“BEBER DO PRÓPRIO POÇO”: CULTIVAR A VIDA INTERIOR EM UM MUNDO FRAGMENTADO
11/04.2017
Dom Pedro Carlos Cipollini – Bispo de Santo André
Introdução
Existe um choque entre a imagem teológica do presbítero e a imagem sociológica do mesmo. Na primeira, o presbítero é exaltado e na segunda, diminuído.
Não devemos renunciar à imagem teológica e, no entanto, também não devemos desconhecer a imagem sociológica que se faz do padre, em um tempo de inapetência para assumir o compromisso eclesial como em nossos dias.

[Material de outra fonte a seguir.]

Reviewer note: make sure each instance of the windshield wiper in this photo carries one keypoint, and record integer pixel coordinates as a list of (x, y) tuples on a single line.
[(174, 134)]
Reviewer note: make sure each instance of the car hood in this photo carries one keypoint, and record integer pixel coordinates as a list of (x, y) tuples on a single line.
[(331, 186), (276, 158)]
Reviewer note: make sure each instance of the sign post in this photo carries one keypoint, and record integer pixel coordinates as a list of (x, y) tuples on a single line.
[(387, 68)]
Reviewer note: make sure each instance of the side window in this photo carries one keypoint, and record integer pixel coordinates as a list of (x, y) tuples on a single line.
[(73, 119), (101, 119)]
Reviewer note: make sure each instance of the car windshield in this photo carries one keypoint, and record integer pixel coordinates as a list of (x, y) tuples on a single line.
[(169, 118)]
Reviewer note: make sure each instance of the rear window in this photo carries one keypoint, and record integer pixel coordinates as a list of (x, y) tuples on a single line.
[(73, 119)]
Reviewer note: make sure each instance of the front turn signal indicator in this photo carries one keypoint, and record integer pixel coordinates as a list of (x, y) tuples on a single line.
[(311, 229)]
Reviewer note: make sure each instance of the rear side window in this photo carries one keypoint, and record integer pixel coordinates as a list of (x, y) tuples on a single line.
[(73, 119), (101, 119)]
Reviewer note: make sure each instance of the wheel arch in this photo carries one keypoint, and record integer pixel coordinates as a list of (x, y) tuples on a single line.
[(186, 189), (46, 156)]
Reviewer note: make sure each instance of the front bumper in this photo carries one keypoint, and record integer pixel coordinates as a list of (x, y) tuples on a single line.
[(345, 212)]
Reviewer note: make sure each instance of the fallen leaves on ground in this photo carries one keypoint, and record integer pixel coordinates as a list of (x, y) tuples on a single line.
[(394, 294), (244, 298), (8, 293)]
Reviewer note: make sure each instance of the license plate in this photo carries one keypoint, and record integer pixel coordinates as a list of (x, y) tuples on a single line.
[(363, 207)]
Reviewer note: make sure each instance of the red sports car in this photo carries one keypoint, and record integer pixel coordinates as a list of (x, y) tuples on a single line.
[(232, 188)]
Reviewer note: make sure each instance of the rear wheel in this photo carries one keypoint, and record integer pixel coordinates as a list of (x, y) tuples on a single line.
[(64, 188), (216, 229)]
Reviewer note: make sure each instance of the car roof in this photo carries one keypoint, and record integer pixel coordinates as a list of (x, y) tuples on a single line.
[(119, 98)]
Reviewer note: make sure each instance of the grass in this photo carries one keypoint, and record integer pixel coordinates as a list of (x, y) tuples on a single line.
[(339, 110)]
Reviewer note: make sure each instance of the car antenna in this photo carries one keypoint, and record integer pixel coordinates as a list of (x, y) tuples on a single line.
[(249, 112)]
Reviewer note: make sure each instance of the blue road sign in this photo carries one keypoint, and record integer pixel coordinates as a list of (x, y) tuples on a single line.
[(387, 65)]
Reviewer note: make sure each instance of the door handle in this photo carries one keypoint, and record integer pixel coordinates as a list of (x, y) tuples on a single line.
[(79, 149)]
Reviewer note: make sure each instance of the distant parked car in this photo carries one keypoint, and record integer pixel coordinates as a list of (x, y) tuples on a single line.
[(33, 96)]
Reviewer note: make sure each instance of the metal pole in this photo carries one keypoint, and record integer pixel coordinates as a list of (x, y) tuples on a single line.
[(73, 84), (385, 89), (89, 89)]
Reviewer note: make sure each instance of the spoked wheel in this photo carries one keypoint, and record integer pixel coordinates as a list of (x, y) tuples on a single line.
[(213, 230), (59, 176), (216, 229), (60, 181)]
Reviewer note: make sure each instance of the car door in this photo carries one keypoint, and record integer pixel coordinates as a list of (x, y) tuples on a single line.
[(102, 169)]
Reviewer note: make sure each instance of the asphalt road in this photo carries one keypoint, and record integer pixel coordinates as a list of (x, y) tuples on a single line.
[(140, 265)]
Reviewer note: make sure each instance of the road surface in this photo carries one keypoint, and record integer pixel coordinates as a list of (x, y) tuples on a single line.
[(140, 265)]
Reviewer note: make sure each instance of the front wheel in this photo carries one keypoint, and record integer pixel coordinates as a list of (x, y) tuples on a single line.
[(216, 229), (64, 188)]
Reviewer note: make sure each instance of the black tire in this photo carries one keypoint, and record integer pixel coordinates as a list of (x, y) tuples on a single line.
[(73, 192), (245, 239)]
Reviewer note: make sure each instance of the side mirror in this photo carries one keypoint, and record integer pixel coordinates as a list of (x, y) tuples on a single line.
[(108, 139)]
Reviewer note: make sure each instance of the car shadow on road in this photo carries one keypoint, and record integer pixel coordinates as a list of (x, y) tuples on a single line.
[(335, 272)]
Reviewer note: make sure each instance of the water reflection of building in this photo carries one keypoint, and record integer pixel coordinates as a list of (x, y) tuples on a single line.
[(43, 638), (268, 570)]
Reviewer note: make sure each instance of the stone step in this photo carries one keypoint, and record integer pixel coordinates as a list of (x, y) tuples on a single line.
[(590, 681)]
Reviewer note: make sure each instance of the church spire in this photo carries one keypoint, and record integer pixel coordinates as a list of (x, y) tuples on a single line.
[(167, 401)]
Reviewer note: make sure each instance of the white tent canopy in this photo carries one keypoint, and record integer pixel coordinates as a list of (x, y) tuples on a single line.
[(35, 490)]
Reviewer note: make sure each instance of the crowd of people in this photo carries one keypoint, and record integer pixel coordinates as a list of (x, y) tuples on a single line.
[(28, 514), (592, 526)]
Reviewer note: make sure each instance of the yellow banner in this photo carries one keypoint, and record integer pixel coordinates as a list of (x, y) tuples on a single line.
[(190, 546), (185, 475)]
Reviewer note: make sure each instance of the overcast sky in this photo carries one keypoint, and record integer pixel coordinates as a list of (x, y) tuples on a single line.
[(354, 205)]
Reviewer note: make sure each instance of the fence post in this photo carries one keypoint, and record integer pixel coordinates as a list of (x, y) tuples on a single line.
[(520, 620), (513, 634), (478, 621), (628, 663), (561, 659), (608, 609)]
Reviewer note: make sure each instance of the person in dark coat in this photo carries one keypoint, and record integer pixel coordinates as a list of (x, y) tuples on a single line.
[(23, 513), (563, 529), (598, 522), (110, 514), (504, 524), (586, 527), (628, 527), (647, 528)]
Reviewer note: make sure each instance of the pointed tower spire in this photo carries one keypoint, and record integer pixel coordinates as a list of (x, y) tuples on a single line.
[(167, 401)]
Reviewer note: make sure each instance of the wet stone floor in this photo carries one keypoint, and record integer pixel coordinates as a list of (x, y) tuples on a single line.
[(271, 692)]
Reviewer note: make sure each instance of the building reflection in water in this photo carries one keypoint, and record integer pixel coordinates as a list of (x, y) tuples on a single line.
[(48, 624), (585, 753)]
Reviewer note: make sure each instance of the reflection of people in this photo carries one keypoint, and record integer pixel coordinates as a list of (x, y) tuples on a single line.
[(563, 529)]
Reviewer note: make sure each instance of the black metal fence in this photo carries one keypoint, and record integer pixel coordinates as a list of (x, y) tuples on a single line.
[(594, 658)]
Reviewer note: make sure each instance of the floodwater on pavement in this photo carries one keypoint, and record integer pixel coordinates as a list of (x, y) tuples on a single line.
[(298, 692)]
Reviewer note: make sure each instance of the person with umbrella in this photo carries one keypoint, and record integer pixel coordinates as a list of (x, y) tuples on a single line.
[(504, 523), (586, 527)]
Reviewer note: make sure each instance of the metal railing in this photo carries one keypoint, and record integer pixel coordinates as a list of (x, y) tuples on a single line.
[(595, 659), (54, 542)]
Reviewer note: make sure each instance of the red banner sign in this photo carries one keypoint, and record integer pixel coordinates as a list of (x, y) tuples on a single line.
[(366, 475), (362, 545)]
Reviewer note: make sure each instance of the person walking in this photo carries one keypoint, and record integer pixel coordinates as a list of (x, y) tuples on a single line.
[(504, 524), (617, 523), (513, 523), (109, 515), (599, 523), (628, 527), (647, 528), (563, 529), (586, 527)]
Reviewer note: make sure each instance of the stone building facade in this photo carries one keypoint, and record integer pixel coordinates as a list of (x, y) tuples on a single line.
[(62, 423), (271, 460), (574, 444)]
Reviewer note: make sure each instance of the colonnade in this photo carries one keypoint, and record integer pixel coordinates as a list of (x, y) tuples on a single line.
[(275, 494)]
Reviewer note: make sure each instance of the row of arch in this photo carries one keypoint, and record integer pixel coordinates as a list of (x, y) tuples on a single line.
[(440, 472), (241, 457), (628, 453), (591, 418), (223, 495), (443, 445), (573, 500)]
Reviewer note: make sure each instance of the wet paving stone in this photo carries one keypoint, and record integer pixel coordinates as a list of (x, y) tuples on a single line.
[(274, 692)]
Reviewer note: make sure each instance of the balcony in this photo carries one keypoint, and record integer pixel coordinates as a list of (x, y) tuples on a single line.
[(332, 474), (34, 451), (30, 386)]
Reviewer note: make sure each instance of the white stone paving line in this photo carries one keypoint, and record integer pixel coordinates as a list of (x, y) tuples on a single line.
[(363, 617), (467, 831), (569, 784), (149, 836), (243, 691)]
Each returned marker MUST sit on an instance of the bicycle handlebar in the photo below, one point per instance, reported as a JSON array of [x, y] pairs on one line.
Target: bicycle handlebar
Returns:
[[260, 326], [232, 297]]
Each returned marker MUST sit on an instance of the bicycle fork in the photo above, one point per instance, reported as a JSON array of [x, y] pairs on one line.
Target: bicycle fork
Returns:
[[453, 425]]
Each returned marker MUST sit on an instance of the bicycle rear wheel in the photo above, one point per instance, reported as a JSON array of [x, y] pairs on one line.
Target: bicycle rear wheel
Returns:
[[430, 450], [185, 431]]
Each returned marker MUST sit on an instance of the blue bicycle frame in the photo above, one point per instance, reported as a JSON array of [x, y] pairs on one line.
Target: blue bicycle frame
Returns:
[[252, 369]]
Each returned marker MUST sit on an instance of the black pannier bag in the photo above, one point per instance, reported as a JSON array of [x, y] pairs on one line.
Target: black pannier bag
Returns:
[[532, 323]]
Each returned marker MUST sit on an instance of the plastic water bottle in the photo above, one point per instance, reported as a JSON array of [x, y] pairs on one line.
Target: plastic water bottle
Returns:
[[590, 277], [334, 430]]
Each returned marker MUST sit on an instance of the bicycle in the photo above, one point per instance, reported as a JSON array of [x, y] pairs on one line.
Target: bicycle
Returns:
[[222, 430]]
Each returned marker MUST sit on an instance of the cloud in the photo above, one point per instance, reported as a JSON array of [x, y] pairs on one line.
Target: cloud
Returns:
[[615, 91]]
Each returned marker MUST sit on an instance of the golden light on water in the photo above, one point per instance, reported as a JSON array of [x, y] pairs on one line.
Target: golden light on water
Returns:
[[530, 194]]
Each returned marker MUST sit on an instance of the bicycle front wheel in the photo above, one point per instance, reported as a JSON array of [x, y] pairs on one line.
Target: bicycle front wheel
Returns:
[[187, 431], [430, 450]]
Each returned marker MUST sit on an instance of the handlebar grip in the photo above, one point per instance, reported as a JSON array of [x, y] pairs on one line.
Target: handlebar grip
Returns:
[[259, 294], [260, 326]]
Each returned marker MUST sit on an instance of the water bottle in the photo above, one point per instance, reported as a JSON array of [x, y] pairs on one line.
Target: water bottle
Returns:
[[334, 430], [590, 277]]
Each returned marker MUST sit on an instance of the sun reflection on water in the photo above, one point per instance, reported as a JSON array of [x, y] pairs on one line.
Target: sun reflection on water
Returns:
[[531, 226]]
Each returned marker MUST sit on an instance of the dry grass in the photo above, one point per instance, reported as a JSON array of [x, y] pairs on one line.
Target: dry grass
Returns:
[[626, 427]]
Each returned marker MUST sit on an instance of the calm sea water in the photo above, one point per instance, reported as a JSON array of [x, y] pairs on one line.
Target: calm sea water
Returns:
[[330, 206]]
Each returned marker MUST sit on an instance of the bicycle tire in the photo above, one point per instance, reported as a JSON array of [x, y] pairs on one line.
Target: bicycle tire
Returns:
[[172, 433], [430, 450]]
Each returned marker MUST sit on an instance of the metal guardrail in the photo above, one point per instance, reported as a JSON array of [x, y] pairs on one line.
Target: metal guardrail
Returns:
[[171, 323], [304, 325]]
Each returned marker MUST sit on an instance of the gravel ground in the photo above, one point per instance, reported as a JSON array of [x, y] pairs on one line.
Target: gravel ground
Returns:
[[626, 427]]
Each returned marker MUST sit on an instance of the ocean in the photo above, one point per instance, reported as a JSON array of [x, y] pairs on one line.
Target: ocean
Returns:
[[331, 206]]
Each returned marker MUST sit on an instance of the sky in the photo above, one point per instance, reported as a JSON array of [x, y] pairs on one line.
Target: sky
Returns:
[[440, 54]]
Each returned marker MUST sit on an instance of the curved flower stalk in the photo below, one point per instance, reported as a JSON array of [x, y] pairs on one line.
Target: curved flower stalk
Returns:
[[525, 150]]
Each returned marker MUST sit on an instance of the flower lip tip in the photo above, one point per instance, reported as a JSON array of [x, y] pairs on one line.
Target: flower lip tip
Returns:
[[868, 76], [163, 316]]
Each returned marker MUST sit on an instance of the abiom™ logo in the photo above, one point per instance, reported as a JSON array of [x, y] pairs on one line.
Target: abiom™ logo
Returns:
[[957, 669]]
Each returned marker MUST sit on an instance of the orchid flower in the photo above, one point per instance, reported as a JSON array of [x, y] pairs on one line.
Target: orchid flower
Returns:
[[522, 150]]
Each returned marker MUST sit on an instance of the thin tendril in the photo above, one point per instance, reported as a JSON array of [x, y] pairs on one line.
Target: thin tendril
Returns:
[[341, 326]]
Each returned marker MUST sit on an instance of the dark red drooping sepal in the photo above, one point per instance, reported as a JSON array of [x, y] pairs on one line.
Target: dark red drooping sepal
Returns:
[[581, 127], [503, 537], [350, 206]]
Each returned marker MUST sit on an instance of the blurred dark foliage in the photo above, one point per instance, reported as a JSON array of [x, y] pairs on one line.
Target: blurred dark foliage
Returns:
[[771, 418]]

“É inegável que vivemos em tempo de mudanças, ou mudança de época como se convencionou chamar. E isto provoca crises. A sociedade e a Igreja vivem hoje em condições de intempérie e de certo desvalimento, há um desconforto geral. A mesma condição intensamente secular do presbítero diocesano exige que ele viva, em certo sentido, na intempérie” (J. Uriarte).
Há um descompasso entre o que as pessoas buscam na religião (soluções e milagre) e o que oferecemos (a Palavra de Deus e os Sacramentos da fé que nos fortalecem como discípulos e missionários).
Por isso, não vivemos tempos de otimismo e sim de confiança, não são tempos de êxito, mas sim de FIDELIDADE.
VOCÊ JÁ SE SENTIU ASSIM?
Inseguro?
Perdido no deserto?
Caminhando sozinho?
Levados na esteira da crise de autoridade da Igreja, os sacerdotes, viram diminuídas sua autoridade moral e capacidade de conduzir e de oferecer orientação espiritual. Daí a baixa autoestima que, muitas vezes, os padres apresentam. Em meio a tudo isto, é preciso retomar sempre a fidelidade à oração e à lectio divina, que ensinam a escutar silenciosamente o que Deus nos diz nos acontecimentos do dia a dia.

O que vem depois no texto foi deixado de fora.